The question of causation

Notes

Causation vs Association

A subtle question arises after we have completed a statistical analysis. Typically the conclusion of the analysis might be something along the lines of “x and y appear to be correlated”. But the real question we wanted to ask was probably: “Does x cause y to happen?”

Correlation / Association refers to the specific dataset under consideration, and whether in that dataset there appears to be a relation between the values of x and y.

Causation refers to a more fundamental, functional, relation between the two variables, that suggests that the one variable causes the other to occur.

The typical catchphrase is “Correlation does not imply Causation”.

There are four main reasons why a variable x might appear to be correlated to another variable y.

x might in fact be causing y to happen. This is called Direct Causation.
It might be y that is causing x to happen.
Both x and y might be caused by a third variable z (for which we might not have collected data, for example). Since they are both correlated with z, they will appear to also be correlated to each other. This is called Common Response.
There is a third variable z which, due to how the data was assembled, is correlated to x and cannot be “distinguished” as easily. In that eventuality, if z was causing y then it would appear as if x and y are correlated. In other words, we have no way to separate the effect of z from the effect on x. This is called Confounding.

For example, suppose we want to see if being greek has an effect on your GPA. Suppose we collected the data by visiting a sorority house, and also interviewing the football team. In this event it is likely that we will end up with a lot more greek women than men, and no non-greek women. In this case the variables “being greek” and “gender” are confounded. So if we see an effect on GPA, we don’t really know if it is caused by gender or by being greek. This is an example of Confounding.

As an example of Common Response, suppose we compare for each state number of cigarettes bought in the state, and number of cancer deaths in the state. So these are my variables x and y, with one value for each state. It will then likely see a strong correlation between the two. The reason is simply that some states have a much higher population than others, and consequently they have more cigarette sales and more cancer deaths. In this case this third variable, z=“population in state”, essentially “causes” the other two to happen, so they appear to be high at the same time and low at the same time (they just follow what z does, but we only see x and y in the graph). This is a common response case, and it is also the reason that when we want to look at these variables we always compute “per-capita” values, where we divide by the state’s population.

We usually call these underlying third variables that provide an explanation for the relation between the other two “Lurking Variables”. They are there, they explain what is going on, but for one reason or another we do not have any measurement of them, so they are hidden to us.

Each of the following is an example of two variables that are associated. For each, find an explanation for the association that is something other than “x causes y”. Some are confounding cases, some are common response. Identify what the third variable z is.

In two groups of patients in the same amount of pain, Tylenol was given to the one group and nothing to the other. The group that had received the Tylenol reported a reduction in pain. Does that mean that taking Tylenol causes a reduction in pain? (The two variables are “taking tylenol yes/no” and “pain reduced yes/no”)

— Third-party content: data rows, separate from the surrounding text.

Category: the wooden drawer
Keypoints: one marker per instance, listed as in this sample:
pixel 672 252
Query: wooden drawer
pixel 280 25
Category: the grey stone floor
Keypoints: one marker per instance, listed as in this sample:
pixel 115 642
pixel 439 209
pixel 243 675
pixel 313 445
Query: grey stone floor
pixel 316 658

Studying medical records, it was found that a certain anesthetic A was associated with a higher death rate, compared to other competing anesthetics. Does that mean this anesthetic is the cause of the higher death rate?

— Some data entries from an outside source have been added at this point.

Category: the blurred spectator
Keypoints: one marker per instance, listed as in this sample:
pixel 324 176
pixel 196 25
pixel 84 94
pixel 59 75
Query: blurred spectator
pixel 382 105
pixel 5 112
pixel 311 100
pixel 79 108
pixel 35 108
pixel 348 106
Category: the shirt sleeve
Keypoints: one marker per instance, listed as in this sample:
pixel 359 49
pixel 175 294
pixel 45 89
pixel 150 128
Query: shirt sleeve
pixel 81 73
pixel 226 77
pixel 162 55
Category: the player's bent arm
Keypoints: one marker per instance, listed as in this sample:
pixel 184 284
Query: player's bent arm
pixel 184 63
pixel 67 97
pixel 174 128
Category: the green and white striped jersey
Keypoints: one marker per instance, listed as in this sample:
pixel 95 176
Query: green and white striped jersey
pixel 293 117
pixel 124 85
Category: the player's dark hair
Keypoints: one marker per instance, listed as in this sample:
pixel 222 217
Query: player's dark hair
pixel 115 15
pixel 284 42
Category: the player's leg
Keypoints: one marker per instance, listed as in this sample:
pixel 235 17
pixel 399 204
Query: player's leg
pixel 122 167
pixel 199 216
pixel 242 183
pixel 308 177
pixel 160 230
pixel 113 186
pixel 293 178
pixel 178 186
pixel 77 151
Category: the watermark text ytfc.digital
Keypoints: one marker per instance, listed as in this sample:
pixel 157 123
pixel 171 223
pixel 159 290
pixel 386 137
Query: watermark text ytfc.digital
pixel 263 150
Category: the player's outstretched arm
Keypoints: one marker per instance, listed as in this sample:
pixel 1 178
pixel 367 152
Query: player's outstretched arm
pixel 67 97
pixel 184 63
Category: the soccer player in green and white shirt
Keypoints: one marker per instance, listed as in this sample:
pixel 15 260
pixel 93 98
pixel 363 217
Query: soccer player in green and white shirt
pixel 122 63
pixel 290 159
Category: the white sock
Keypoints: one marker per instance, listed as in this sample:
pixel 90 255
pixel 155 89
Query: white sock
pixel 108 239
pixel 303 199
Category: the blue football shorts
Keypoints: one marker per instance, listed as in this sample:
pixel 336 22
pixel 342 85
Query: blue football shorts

During WWII, it was noticed that bombers were more accurate and did more successful runs on days where the sky was less clear. Does that mean that unclear sky improves the bomber’s accuracy?

People who use artificial sweeteners instead of sugar tend to have more weight than people who use sugar. Does this mean that artificial sweeteners cause weight gain?

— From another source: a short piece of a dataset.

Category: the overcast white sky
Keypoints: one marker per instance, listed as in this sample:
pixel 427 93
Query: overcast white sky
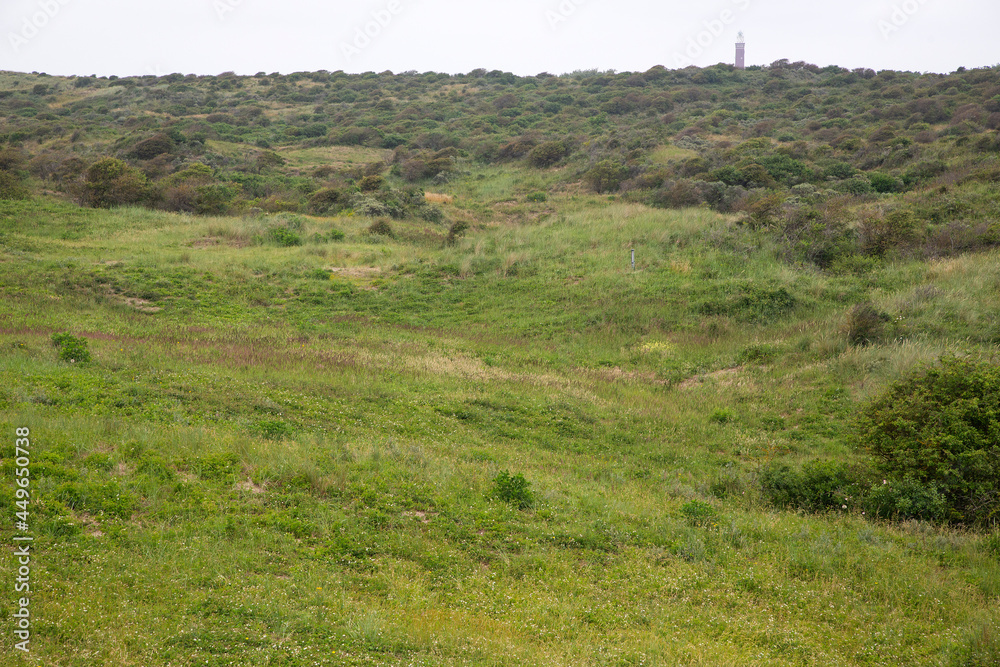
pixel 128 37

The number of shark attacks in beaches seems to be strongly associated with the amount of ice cream sales. Explain the association.

Statistical studies showed that there was a strong positive association between alcohol consumption and heart disease. Does this mean alcohol causes heart disease?

There is a strong correlation between the per capita number of cigarettes sold in a state, and the per capita number of deaths from lung cancer in that state. Does this mean cigarette smoking causes lung cancer? (this is a different kind of problem, but think about it)

We leave this section with this xkcd comic:

Correlation and Causation

Making a case for Causation

Given all these problems, how does one build a case for a causal relation between two variables? These days probably everyone would agree that smoking causes cancer, but 30 years ago this was very much not the case. So given the strong tobacco lobby pushing back, how would one build a case?

Best option is doing a controlled experiment, where we can manually adjust the \(x\) values and notice the change in the \(y\) values. Of course on something like smoking this is not possible, and we are restricted to observational studies, often spanning many decades.
A consistent relation among many diverse studies is a next strong tool. Multiple statistical groups across the globe were conducting these studies on diverse populations, thus eliminating most genetic alternative interpretations.
The relation is plausible, which one might be able to confirm by experiments on rats, or at least have some theoretical explanation.
Higher dosage associated with stronger effects: Those smoking more exhibited a higher risk of having cancer.
There might be a time effect. Cancer takes 2-3 decades to exhibit. Male subjects started exhibiting high incidence of cancer about 20-30 years after smoking became prevalent among men. The same thing happend with women, but 20-30 years after smoking became prevalent among women.